L’auteur qualifie de « distance structurale » l’écart entre les espaces vécus de ces groupes compartimentés sur le plan culturel. Même si notre vision ne pose pas les groupes comme des entités cloisonnées, elle se rapproche de celle de Clément le Chartier (2005, p. 20) qui « l’amène à ne plus chercher les relations entre les groupes dans des relations interterritoriales, mais dans la combinaison de différents rapports qu’ils entretiennent à l’espace ». Prendre au sérieux cette notion revient à mettre l’accent sur les distances internes à une société plutôt que les écarts entre sociétés. Aux stéréotypes de l’altérité présumée, on attache toujours a priori le décalage entre des sociétés dites « tropicales » et celles appelées « occidentales » d’une part, entre formations sociospatiales des « Suds » d’autre part. Jean Gallais a su opposer les disproportions des formes de la distance, la fluidité de ses réglages et, au Sahel, pour illustrer, la complexité des espaces « englobant » qui en résulte (GALLAIS J., 1984).
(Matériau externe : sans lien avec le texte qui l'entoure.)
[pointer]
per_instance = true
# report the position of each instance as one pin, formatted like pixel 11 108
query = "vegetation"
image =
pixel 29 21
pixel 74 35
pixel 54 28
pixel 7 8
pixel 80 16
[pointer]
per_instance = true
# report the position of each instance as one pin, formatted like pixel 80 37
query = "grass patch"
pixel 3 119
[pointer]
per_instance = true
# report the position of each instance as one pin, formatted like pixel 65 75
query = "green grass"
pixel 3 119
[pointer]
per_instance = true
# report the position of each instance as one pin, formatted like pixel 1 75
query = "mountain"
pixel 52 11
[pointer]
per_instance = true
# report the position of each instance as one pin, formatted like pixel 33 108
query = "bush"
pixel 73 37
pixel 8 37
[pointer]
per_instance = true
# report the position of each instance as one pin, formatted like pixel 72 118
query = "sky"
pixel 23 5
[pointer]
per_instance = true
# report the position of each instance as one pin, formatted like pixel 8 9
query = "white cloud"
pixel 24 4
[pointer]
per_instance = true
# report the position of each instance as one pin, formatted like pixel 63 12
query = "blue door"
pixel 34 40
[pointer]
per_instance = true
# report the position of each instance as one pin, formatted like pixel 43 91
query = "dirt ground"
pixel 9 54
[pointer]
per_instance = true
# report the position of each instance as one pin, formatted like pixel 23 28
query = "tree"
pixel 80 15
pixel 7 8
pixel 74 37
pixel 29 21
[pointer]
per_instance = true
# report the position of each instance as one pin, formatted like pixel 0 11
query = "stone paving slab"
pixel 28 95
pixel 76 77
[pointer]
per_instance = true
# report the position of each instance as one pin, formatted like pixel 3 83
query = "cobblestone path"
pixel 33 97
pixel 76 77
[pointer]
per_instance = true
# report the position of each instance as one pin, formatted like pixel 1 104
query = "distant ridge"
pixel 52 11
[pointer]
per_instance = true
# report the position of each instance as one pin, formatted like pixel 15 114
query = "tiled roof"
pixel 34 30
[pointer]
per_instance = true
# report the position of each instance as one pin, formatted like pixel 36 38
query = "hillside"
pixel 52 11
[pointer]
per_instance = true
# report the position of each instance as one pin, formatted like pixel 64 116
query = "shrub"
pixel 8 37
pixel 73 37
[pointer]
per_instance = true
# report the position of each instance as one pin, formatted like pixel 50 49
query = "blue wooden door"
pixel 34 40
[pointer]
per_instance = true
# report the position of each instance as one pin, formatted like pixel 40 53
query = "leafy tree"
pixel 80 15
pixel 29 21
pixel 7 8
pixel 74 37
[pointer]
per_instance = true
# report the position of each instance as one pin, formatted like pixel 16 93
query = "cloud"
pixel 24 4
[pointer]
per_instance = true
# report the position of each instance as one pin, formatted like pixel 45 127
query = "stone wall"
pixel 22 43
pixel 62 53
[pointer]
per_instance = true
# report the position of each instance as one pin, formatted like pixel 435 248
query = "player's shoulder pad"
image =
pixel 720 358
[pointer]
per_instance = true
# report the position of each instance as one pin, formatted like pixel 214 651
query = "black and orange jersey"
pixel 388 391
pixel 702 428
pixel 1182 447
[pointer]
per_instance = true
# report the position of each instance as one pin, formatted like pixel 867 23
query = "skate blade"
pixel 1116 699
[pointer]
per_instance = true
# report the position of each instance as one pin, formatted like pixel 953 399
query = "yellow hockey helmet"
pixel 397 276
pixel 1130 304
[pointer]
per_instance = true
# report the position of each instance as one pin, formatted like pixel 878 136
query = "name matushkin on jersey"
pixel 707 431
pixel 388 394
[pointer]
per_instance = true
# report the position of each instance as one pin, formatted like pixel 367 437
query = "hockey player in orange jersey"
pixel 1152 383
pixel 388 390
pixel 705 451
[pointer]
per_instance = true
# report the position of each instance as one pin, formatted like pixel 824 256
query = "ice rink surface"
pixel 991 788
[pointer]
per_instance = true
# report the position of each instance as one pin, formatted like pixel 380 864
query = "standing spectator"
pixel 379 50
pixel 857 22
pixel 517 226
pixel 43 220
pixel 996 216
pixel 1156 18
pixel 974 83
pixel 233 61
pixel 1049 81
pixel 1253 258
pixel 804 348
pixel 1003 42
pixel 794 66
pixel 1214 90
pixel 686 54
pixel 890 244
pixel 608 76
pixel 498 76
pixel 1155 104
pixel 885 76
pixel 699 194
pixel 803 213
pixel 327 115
Si, d’un point de vue idéologique242

axé sur les valeurs universelles, l’écart aux normes tend à s’accroître entre les pays du nord et les pays du sud, est-ce le cas autrement, sur un cadre matériel ? Objectivement, pour Paul Claval (2003, p. 48), « la distance culturelle qui existe entre les Mexicains, les Iraniens, les Chinois, les Japonais et les Américains ne cesse de diminuer. Cela ne veut pas dire qu’il y a convergence et élaboration progressive d’un système de valeurs universelles. On en est loin. Ce que l’on observe, c’est un accord très large dans les aspirations au mieux-être matériel. C’est déjà beaucoup ».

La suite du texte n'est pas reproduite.